Les adolescents ne se sentaient pas bien surveillés à la piscine

TVA Nouvelles

Des camarades du jeune Blessing Claude Moukoko jugent que la surveillance était inadéquate lors de leur cours de natation l'an dernier.

S’exprimant pour la première fois, ces élèves sont revenus sur l’événement qui a coûté la vie à l’adolescent de 14 ans, retrouvé 38 minutes après avoir coulé dans le fond de la piscine.

«Pendant que le prof essayait de nous surveiller, elle (la sauveteuse, NDLR) parlait avec lui alors que nous on était en train de nager. Ils ne nous regardaient même pas», explique une élève

«Les deux parlaient beaucoup. Ils ne portaient pas 100% attention à nous. On pouvait par exemple faire juste la moitié des longueurs et ils auraient dit qu’on a tout fait», ajoute une autre.

«On aurait pu mentir et ils n’auraient pas remarqué qu’on n’avait rien fait.»

TVA Nouvelles a contacté le Bureau du coroner afin de corroborer leurs dires.

Selon le rapport du Service de police de la Ville de Montréal (SPVM), les deux tiers des élèves rencontrés par les policiers après la tragédie avaient affirmé que la surveillance à la piscine était inadéquate.

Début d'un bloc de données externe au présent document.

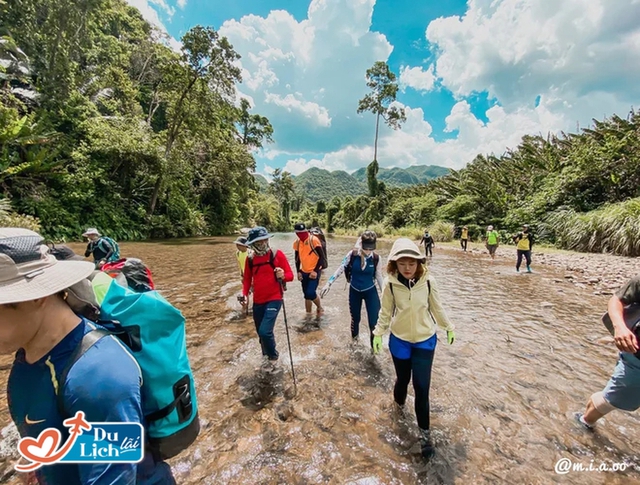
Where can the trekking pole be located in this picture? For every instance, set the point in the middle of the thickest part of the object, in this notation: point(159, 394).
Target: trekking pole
point(286, 326)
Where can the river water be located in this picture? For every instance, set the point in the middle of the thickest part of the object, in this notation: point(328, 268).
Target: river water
point(528, 354)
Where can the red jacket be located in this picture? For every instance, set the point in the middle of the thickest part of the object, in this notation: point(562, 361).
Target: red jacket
point(265, 286)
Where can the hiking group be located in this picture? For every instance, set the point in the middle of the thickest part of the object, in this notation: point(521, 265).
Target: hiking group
point(409, 310)
point(96, 338)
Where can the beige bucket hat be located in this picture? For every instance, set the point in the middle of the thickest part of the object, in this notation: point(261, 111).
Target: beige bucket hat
point(28, 271)
point(405, 248)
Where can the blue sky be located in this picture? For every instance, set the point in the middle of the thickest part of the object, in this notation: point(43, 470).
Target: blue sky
point(475, 75)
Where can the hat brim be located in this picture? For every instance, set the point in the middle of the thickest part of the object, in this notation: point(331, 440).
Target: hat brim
point(55, 278)
point(268, 236)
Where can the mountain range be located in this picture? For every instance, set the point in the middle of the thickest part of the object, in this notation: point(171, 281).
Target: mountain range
point(319, 184)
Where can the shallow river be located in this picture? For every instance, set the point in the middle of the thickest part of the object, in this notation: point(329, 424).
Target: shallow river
point(527, 356)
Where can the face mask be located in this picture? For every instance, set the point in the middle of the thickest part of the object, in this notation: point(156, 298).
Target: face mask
point(260, 248)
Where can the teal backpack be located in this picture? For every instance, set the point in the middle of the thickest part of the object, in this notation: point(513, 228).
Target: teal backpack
point(154, 332)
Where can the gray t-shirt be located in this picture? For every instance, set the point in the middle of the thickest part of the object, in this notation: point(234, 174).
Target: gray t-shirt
point(630, 292)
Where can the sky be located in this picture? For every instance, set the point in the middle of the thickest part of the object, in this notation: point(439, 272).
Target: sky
point(474, 76)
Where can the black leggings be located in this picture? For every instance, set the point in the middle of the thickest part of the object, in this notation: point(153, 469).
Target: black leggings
point(419, 364)
point(526, 254)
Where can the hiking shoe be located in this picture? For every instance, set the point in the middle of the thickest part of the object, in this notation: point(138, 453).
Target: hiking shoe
point(426, 445)
point(579, 417)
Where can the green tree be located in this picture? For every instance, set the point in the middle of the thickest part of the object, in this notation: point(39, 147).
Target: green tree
point(384, 89)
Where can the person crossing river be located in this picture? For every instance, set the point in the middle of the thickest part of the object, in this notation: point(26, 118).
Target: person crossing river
point(265, 270)
point(361, 267)
point(411, 309)
point(309, 255)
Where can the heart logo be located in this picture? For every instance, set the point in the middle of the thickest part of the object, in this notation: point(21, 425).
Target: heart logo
point(38, 450)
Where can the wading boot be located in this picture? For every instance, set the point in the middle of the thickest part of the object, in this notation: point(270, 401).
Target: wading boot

Ce défaut de surveillance a d’ailleurs été montré du doigt par le coroner Louis Normandin lors de la remise de son rapport mardi.

Selon lui, la sauveteuse qui devait s’assurer de la sécurité des baigneurs ne «pouvait plus assurer adéquatement la surveillance des nageurs, puisqu’elle est affectée à d’autres tâches que la surveillance stricte».

La famille de Blessing Claude Moukoko a annoncé mercredi qu’elle poursuivait la Commission scolaire de Montréal (CSDM) et la Ville de Montréal.